Kendi kurallarıyla basını zapt-u rapt altına almaya çalışan bir siyasi kimliğe, basının sınırlarını nezaketle hatırlatmasıydı o metin…
Özetle şöyle:
“Tavrınız elbette sizin kendi seçiminizdir ve bir dereceye kadar da hakkınızdır. Anayasa basın özgürlüğünü korurken başkanın ona nasıl uyacağını dikte etmez; sözgelimi basın toplantıları yapmanız gerektiği o belgede yoktur.
“Fakat basınla ilişkinizde kurallarınızı öne sürmeniz her ne kadar hakkınız ise de, bizlerin de haklarımız var. Sonuçta etkilemek için kullanmak istediğiniz bizim sütunlarımız ve yayın saatlerimiz. Okuyucularımıza, dinleyicilerimize, izleyicilerimize en iyi nasıl hizmet verebiliriz kararı bize ait olacak.
Önümüzdeki dört yıl boyunca bizden ne bekleyebileceğinizle ilgili görüşlerimizi size sunuyoruz:
Bize zaman ayırmanız tercih edilir; ama şart da değildir. Neyin yazılıp neyin yazılmayacağına karar ise size değil, bize aittir. Sözcülerinize ve yandaşlarınıza ne kadar süre tanıyacağımıza da biz karar veririz. Nesnel gerçeklik olduğuna inanırız ve onu sunmaya çalışırız. Hükümet diye bir takıntımız her zaman olacaktır. Kendimize daha öncekinden bile daha yüksek standartlar koyacağız. Siz bizleri bölümlere ayırmaya çalışıyorsunuz, ama biz yine de birliğimizi koruyacağız. Uzun bir oyun bizimki; siz en iyi senaryoda işinizde 8 yıl kalacaksınız; ama biz Cumhuriyet kurulduğu günden beri varız.”
Nasıl buldunuz? (Tercüme OCAKmedya’dan).
İyi bulanlar, bizde de, basının hep doğru haber vermesini bekleyen okurlar ile.. basın özgürlüğünün aslında gazeteciye halkın haber alma hakkını kullanması için tanındığının bilincindeki meslektaşlar olmalı.

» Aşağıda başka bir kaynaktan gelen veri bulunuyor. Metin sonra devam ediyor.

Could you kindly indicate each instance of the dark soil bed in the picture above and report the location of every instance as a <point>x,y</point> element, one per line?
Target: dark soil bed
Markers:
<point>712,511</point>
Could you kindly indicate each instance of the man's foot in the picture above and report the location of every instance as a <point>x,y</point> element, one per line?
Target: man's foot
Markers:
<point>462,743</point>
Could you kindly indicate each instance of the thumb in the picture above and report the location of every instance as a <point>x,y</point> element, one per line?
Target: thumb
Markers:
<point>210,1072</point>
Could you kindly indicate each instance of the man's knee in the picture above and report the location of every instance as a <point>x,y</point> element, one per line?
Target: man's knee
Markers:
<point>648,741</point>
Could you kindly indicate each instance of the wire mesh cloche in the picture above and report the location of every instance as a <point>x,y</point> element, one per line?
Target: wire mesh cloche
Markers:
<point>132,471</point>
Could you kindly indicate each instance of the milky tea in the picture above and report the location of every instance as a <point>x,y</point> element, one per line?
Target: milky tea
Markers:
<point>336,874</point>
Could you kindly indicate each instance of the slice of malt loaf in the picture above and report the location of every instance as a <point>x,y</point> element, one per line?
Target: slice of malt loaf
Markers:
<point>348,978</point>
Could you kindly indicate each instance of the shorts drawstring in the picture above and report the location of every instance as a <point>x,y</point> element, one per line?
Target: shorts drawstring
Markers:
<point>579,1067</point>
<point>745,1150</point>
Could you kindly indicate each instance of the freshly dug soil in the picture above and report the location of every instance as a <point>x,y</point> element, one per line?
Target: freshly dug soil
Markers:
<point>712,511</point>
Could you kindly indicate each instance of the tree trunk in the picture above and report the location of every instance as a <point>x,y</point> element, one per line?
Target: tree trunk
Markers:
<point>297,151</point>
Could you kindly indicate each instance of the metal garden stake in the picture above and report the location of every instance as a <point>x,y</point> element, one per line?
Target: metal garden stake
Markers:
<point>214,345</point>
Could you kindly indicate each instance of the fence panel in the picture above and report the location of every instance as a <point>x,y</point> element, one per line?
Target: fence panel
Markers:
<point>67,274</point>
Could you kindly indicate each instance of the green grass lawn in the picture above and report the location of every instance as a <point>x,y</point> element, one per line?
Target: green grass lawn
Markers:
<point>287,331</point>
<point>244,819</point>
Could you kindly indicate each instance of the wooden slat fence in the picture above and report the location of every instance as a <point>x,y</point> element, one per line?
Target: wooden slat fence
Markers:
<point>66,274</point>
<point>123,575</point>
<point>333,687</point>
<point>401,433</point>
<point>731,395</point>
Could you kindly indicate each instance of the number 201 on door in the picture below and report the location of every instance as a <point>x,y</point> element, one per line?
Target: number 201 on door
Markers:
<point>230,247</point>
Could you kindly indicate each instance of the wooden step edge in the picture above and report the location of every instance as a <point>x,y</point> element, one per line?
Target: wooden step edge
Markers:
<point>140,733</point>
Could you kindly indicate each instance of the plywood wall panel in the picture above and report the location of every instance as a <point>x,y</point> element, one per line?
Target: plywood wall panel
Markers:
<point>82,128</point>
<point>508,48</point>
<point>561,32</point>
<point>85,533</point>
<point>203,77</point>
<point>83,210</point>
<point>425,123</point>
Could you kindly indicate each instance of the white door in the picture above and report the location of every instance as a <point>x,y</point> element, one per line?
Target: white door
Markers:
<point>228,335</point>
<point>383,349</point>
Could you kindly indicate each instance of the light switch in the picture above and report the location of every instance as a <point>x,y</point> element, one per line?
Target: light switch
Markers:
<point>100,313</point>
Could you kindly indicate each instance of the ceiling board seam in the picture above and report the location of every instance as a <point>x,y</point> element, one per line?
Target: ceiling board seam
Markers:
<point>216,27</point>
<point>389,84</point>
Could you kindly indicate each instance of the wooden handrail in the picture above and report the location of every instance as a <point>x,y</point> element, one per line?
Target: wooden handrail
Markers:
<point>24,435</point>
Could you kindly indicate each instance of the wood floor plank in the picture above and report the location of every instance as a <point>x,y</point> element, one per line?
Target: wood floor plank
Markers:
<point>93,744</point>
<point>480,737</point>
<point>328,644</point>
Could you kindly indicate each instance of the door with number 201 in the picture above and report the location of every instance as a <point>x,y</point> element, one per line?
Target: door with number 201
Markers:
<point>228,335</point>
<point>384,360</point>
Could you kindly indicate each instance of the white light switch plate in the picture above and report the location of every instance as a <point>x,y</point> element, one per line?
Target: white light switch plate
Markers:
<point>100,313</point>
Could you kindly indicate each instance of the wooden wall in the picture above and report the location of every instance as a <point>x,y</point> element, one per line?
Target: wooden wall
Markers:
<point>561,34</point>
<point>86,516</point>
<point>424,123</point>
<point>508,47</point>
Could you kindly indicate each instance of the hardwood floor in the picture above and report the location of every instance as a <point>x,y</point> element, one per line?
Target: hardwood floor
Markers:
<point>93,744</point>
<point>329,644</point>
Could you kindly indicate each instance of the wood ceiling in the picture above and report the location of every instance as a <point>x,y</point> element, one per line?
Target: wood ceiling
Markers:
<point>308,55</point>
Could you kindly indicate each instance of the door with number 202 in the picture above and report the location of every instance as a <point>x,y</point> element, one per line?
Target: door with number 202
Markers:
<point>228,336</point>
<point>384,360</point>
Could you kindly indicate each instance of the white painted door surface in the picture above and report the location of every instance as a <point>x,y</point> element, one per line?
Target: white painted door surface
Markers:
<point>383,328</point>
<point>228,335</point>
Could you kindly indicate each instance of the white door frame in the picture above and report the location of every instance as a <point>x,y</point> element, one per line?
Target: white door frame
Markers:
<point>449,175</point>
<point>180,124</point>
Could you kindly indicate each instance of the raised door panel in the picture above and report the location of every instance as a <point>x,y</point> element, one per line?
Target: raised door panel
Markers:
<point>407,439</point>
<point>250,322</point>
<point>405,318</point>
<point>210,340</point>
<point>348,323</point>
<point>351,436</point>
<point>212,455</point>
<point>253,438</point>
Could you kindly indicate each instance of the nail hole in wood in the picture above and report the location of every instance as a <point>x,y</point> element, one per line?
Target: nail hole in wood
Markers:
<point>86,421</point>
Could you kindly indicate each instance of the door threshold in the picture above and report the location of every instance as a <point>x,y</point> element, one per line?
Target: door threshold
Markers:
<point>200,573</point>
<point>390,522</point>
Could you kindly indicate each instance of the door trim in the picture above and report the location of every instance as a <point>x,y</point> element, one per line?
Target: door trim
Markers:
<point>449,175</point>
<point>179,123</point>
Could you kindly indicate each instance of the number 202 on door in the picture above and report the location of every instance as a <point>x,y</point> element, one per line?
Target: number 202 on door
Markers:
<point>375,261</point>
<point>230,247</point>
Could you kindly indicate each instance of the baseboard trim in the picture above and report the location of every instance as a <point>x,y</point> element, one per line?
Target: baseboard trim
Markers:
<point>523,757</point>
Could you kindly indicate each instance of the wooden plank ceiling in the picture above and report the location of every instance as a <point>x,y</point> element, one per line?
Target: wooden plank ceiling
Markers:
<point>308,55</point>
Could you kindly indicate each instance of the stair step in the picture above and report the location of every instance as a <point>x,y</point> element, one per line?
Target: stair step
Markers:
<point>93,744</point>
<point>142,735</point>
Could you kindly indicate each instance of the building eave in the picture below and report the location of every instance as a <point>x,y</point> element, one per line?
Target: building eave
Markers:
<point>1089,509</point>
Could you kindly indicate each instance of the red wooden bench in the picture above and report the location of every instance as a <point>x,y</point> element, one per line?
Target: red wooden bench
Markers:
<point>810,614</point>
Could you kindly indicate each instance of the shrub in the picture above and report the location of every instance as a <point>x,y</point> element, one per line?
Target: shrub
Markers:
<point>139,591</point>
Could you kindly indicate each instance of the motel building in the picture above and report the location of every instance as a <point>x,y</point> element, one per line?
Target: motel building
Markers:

Trump bazı gazeteleri, televizyon kanallarını, internet sitelerini diğerlerine tercih ettiğini fazlaca belli ederek.. Amerikan basınının karşısında tek cephe olarak yer almasını engellemeye çalıştı. ”Biz yine de birliğimizi koruyacağız” teminatı ile o taktiğin boşa çıkatılacağı anlatılmak isteniyor…
Galiba bizde yerine getirilmesi en zor konu bu.
”İnsan insanın kurdudur” deyişini ”Gazeteci gazetecinin en sıkı düşmanıdır” diye bize uyarlamamız bile mümkün…
Durum böyleyken, ‘yüzde 35 doğru haber’ standartıyla nereye gidebilir Türk basını?